Pictured from left to right: Ambassador Garza, Mayor Amilpas, Luis Najera and Ricardo Chavira.IRI hosted the inaugural event of the Democratic Governance Speakers Series, a public forum designed to bring together policymakers, practitioners and stakeholders to discuss and share experiences in addressing contemporary challenges to governance.  The event, Is Mexico Governable?
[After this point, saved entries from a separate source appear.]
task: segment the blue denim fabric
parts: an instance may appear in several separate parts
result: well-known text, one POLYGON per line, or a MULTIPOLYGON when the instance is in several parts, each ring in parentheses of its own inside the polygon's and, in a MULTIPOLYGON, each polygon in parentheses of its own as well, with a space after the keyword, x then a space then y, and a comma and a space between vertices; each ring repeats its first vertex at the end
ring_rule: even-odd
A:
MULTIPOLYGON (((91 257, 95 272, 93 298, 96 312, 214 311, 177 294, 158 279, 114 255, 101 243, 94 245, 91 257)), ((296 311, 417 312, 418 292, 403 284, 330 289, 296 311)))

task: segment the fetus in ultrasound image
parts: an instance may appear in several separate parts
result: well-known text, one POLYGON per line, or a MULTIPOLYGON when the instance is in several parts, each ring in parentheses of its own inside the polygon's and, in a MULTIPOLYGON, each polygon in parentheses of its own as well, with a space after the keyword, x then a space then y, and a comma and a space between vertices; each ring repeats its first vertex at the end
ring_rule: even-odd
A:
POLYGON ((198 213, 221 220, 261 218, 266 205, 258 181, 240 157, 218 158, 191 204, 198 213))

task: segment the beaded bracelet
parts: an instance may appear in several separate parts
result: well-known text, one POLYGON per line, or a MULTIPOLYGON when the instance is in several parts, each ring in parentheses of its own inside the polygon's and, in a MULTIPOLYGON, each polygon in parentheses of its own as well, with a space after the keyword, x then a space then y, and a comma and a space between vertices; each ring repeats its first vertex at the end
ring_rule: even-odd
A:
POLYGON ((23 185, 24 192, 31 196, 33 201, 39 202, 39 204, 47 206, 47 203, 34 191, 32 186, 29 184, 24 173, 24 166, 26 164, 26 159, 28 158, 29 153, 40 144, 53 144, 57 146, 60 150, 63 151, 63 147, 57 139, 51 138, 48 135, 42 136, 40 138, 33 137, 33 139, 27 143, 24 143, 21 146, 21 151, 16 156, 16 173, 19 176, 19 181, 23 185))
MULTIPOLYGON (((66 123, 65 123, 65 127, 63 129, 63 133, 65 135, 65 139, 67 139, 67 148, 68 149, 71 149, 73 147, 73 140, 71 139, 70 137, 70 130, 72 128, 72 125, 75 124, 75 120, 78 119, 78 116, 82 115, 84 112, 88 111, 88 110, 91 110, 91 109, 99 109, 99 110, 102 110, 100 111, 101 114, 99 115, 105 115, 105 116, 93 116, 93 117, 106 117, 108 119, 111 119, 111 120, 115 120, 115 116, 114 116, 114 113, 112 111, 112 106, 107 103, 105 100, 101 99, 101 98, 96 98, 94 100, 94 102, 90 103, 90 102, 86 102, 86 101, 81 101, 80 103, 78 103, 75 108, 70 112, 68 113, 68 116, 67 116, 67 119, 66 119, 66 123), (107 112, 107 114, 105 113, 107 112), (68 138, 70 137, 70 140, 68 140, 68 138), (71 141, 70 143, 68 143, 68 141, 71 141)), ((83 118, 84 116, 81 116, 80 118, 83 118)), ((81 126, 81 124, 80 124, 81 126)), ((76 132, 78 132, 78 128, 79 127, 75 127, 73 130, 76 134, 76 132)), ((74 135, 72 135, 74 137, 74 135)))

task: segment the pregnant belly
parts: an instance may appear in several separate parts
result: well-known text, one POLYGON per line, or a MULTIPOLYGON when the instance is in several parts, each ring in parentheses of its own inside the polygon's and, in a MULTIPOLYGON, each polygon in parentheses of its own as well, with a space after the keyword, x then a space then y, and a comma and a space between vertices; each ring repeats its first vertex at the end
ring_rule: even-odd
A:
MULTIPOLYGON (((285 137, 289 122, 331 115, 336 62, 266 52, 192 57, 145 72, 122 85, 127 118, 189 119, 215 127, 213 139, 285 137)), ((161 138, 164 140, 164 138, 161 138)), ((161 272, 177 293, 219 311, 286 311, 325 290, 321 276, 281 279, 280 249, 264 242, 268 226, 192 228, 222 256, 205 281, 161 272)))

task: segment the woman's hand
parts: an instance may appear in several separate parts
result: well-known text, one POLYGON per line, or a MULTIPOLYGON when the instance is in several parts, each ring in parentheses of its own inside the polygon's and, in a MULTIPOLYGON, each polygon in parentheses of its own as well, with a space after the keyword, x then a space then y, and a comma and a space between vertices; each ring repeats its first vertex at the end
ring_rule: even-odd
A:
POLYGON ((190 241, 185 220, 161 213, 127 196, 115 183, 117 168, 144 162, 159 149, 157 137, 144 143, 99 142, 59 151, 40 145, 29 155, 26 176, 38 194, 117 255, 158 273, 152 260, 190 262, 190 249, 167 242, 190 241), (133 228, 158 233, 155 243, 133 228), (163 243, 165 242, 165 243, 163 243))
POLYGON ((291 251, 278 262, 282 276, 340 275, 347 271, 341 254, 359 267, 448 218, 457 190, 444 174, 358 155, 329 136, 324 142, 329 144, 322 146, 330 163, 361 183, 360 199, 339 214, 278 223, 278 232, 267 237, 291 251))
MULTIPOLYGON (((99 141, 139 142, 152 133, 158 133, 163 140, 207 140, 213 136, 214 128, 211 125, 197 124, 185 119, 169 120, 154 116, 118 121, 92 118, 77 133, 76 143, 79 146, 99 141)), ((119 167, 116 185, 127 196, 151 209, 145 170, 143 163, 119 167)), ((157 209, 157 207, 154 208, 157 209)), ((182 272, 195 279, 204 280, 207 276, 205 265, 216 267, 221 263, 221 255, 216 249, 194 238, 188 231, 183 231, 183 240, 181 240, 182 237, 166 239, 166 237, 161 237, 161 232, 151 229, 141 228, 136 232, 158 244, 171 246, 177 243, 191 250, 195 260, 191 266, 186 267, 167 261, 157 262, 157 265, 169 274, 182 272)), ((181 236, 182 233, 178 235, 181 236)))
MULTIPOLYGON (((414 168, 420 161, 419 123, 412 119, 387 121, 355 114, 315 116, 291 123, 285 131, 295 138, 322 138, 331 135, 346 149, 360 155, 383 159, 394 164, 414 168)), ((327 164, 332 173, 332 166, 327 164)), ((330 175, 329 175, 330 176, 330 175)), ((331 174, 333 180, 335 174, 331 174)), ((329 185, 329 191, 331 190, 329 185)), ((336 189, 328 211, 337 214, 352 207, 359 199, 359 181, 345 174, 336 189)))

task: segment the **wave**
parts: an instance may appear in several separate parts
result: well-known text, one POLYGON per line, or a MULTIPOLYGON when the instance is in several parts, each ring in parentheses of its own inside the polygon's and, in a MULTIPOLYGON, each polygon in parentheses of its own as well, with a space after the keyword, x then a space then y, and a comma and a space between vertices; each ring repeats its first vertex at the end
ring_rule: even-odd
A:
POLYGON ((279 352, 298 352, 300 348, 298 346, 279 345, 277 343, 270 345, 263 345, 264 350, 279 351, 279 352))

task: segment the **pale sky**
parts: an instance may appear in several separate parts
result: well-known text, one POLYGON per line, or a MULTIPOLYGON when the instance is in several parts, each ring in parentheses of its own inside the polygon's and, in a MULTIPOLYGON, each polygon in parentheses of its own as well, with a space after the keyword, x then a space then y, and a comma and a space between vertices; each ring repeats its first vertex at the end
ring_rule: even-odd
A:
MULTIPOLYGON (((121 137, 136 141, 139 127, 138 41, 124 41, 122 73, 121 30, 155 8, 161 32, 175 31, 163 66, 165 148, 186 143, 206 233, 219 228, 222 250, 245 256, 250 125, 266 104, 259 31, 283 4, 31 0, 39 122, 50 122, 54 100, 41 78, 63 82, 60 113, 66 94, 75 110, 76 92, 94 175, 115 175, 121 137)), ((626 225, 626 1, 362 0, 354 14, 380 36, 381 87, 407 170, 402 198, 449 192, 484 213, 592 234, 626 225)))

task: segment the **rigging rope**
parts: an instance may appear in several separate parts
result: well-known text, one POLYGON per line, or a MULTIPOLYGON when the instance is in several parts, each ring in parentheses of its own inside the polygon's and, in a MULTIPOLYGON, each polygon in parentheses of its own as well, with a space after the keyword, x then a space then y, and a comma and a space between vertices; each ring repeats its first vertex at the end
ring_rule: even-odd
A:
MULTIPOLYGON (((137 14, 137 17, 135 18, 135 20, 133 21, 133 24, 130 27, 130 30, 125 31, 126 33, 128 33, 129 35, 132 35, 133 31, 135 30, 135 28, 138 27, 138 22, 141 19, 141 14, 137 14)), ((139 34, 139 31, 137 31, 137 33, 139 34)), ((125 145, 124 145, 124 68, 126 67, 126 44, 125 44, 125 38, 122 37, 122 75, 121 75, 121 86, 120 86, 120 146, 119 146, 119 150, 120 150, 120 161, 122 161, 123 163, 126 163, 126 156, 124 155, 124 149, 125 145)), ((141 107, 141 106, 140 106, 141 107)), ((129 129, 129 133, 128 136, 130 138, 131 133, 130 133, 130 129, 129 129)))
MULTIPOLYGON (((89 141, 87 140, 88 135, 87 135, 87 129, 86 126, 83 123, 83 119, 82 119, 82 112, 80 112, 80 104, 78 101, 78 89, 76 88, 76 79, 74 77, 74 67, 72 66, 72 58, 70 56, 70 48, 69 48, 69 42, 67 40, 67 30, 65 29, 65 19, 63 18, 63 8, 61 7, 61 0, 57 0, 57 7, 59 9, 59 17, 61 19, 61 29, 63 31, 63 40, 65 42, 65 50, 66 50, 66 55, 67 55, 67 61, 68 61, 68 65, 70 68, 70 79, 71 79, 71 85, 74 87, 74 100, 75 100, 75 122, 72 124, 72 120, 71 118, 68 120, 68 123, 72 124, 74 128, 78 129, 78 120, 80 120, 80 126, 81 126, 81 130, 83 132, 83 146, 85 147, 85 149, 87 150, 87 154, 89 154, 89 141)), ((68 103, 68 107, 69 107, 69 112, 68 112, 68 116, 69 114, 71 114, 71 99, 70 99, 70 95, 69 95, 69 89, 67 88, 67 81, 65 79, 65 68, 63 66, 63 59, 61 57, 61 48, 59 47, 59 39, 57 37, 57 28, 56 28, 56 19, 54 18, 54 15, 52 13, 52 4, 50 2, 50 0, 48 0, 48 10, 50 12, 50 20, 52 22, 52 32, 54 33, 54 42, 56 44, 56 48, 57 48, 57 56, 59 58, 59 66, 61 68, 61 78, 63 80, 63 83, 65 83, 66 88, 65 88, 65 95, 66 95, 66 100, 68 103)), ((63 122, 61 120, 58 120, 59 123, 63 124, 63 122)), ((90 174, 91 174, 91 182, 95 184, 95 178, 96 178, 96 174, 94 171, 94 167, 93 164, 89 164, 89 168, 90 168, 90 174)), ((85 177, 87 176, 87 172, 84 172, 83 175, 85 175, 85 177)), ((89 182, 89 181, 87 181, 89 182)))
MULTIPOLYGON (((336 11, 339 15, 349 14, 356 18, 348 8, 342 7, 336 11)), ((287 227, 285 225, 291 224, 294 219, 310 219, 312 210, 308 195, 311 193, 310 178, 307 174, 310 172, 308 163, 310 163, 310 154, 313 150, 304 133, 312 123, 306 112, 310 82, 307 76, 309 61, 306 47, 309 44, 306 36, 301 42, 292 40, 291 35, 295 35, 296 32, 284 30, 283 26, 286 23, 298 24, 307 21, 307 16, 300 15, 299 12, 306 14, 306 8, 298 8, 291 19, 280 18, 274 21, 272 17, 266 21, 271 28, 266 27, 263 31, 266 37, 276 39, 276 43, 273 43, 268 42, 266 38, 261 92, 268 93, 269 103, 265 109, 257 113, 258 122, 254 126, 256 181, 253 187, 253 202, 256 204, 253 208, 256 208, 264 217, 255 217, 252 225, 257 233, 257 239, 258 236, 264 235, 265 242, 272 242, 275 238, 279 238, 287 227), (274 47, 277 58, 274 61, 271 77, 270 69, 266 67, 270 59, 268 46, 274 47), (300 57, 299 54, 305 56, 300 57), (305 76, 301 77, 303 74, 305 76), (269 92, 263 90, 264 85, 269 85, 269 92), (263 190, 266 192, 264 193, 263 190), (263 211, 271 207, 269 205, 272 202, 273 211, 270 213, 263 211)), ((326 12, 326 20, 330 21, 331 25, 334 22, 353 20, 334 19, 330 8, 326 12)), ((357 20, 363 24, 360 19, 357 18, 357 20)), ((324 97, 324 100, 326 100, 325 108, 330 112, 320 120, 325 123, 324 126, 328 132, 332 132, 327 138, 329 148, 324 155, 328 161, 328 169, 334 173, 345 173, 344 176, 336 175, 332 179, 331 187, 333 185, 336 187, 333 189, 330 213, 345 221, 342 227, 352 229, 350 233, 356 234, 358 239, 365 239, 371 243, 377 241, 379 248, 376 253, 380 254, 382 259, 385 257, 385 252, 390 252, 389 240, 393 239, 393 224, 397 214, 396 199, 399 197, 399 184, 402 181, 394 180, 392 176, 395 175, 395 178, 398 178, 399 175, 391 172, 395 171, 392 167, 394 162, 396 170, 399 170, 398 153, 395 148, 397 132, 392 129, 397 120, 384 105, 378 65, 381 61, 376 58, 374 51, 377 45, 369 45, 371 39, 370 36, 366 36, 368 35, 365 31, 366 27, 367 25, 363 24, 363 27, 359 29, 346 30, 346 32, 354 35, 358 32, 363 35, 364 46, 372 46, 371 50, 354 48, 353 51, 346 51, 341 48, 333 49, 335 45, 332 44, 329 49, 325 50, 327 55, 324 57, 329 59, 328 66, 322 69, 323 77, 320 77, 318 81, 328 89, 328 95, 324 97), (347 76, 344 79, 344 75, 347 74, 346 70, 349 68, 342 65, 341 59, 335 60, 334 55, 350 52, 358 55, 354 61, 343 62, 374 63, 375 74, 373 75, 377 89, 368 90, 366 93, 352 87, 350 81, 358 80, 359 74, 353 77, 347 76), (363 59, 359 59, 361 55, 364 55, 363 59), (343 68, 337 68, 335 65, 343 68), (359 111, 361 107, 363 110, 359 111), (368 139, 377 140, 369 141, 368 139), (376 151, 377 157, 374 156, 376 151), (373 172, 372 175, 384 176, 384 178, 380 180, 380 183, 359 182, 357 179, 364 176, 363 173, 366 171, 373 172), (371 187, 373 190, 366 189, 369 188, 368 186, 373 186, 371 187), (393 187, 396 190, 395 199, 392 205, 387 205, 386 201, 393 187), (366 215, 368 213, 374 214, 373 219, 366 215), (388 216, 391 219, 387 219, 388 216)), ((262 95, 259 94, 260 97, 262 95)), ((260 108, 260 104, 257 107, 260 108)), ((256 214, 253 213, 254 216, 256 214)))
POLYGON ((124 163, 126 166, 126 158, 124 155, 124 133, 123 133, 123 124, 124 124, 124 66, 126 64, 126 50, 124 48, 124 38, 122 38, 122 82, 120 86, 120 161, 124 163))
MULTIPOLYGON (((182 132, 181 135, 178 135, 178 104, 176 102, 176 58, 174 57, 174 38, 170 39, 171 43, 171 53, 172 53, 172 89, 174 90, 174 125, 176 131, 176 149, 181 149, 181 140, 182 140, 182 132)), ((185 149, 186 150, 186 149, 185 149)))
Perspectives on Narco-violence, Corruption and Other Challenges to Governance in Mexico, gathered people from the Washington policy and development communities, and featured remarks by Domingo Enriquez, IRI partner and former mayor of San Jacinto Amilpas; Luis Najera, formerly a Ciudad Juarez based journalist; and professor Ricardo Chavira, a recipient of the Pulitzer Prize for Journalism.  The discussion was moderated by former United States Ambassador to Mexico, Antonio Garza. 

Domingo Enriquez spoke of initiatives carried out during his administration to enhance effective governance such as improving municipal performance and accountability, and engaging citizens in decision-making processes.  Luis Najera spoke to the situation confronting journalists in Mexico and shared his unique personal experience having been forced to flee Mexico for his reporting on narco-penetration of law enforcement in Ciudad Juarez.  Najera underscored the issue of impunity in Mexico, and the lack of efficient institutions to prosecute attacks against journalists, allowing those who have the resources, power and intention to attack journalists to do so without consequence.  Finally, Ricardo Chavira shared his views on governance in Mexico through the lens of his thirty years of experience writing about Latin America. 

While speaking to the complexity of violence and organized crime, panelists pinpointed ways in which democratic governance may yet attain a reduction in the violence and an affirmation of the rule of law.  Panelists recognized that effective governance is a necessary condition to achieving success and as such put forth recommendations regarding initiatives that governments and citizens can collectively apply to build stronger communities and representative institutions that can ensure Mexico’s democracy delivers. 

Around the world, IRI conducts democratic governance programs, working alongside political and government actors, citizens and civil society, to bring government closer to citizens, transforming government into a responsive, transparent and effective institution.  IRI’s experience includes the design, implementation and evaluation of democratic governance initiatives in closed, transitional and consolidating democratic political systems. 

IRI has been active in Mexico since 1997, carrying out programs to strengthen democratic governance and political parties, and fostering the participation of women, indigenous groups and youth in the political process.